Furthermore, the McCulloch vs. Maryland case deals with the state's attempt to tax federal banks and thereby the citizens of other states. I fail to see how that might be relevant to religious institutions, all of which are privately endorsed.
"Religious organisation" does not mean "religion." As tomwhore points out, you can't destroy a religion with taxation — you can only destroy an organisation, but no private organisation is constitutionally protected. The First Amendment to the US Constitution — as well as the French Declaration of the Rights of Man, and Canada's own constitutional list of human rights — protects freedom of religion. That means the freedom of personal conscience, not institutional support. If you go and say that the organisation of your church is essential to its operation, it does not logically follow that the organisation should be afforded special status simply because your personal choice is respected — any more than we'd let you murder somebody just because your religion said it was okay.

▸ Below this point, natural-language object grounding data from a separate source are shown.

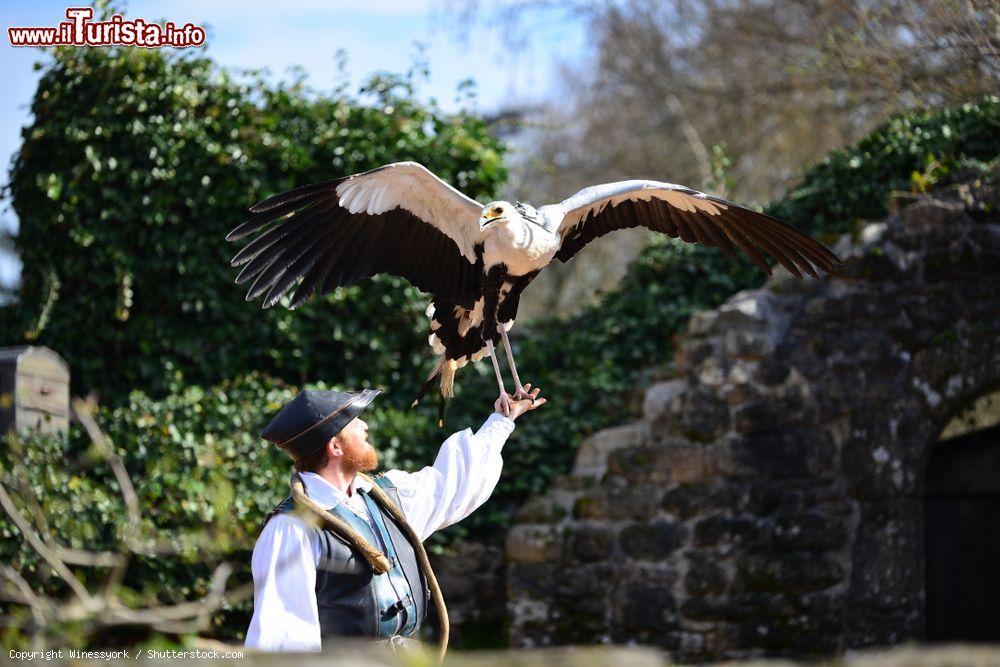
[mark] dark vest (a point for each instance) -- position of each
(354, 601)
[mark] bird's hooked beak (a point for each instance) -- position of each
(490, 215)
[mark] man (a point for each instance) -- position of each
(310, 584)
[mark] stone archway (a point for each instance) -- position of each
(770, 499)
(961, 532)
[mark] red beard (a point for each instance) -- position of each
(360, 459)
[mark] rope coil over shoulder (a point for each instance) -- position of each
(380, 564)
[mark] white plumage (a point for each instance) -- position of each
(476, 260)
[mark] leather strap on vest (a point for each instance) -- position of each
(425, 564)
(375, 558)
(380, 564)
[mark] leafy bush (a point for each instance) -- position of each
(913, 150)
(137, 164)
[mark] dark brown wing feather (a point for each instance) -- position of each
(306, 237)
(757, 234)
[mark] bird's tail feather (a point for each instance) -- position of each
(445, 368)
(425, 387)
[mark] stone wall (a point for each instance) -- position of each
(768, 502)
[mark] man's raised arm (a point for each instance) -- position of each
(464, 474)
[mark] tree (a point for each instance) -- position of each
(137, 164)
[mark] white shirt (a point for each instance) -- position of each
(464, 474)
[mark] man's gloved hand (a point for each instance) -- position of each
(518, 408)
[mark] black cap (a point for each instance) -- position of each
(309, 420)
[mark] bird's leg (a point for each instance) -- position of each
(504, 401)
(519, 391)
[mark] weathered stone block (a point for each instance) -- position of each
(670, 462)
(797, 572)
(705, 578)
(647, 608)
(591, 459)
(723, 530)
(540, 509)
(534, 544)
(612, 502)
(809, 530)
(691, 498)
(588, 544)
(703, 416)
(652, 541)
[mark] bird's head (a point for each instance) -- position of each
(502, 211)
(494, 212)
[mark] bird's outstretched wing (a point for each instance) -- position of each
(399, 219)
(693, 216)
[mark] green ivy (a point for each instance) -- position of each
(137, 164)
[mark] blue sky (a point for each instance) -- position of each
(377, 35)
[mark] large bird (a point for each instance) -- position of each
(476, 260)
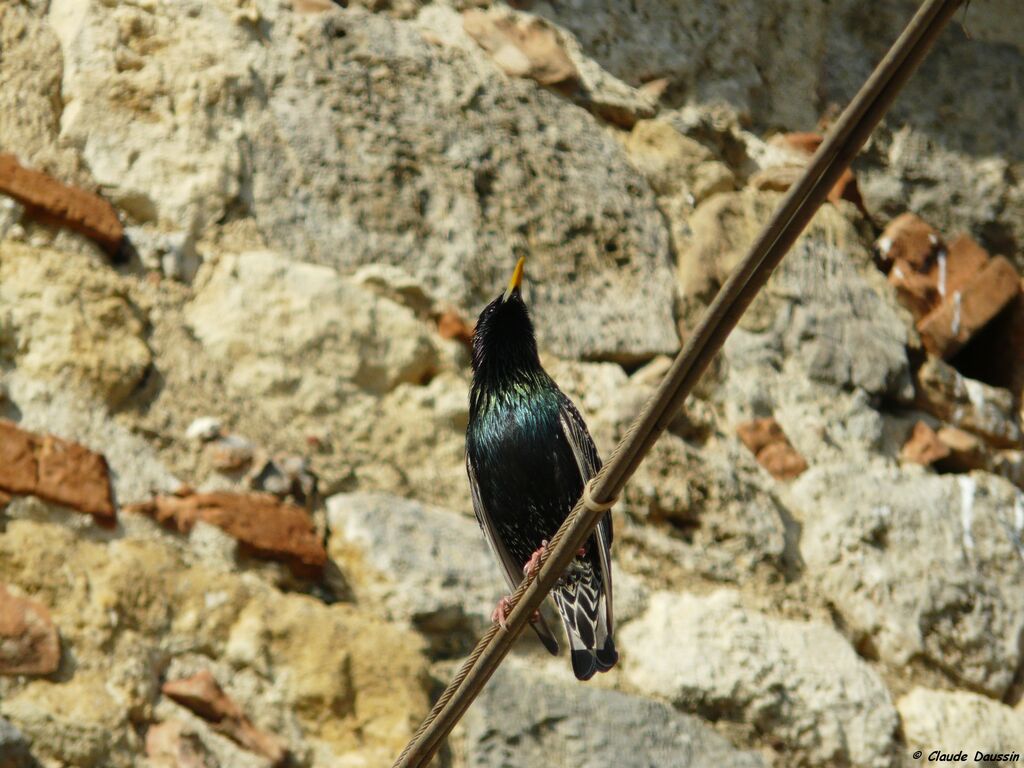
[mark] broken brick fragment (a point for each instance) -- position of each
(765, 438)
(73, 475)
(202, 694)
(451, 325)
(18, 468)
(29, 641)
(807, 142)
(171, 744)
(54, 202)
(967, 451)
(965, 311)
(924, 446)
(910, 240)
(56, 470)
(264, 525)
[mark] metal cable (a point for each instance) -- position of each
(795, 211)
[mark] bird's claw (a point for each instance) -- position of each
(534, 563)
(501, 613)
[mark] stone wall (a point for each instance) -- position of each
(242, 246)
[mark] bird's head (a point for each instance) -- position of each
(503, 341)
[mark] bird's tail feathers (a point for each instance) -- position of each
(581, 601)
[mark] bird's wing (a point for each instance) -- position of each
(589, 462)
(512, 572)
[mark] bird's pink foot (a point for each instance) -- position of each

blaaf: Churches, much like political party fronts, are not subjected to sufficient scrutiny regarding exactly what happens to their profits. I say, "Churches should be taxed because they are profiting." You point to your slew of "special-interest tax-exempt non-profits."
Go ahead. Tax them too.
And as for your statement that "in general, churches (as well as synagogues, mosques, and monasteries) are very positive influences on their communities, whatever your belief" — well, that's just not true. It does depend on your beliefs. Even in Ottawa, the most cosmopolitan and international city in all of Canada, I get flak for being a member of a "stupid" religion. If what you are makes people "uncomfortable," even if you flat-out tell them you just want to live and let live, their agenda will nevertheless switch from "building community" to "building our kind of community." Churches are an organised base of operations for this — not just Christianity, but Scientology and even Hasidic synagogues.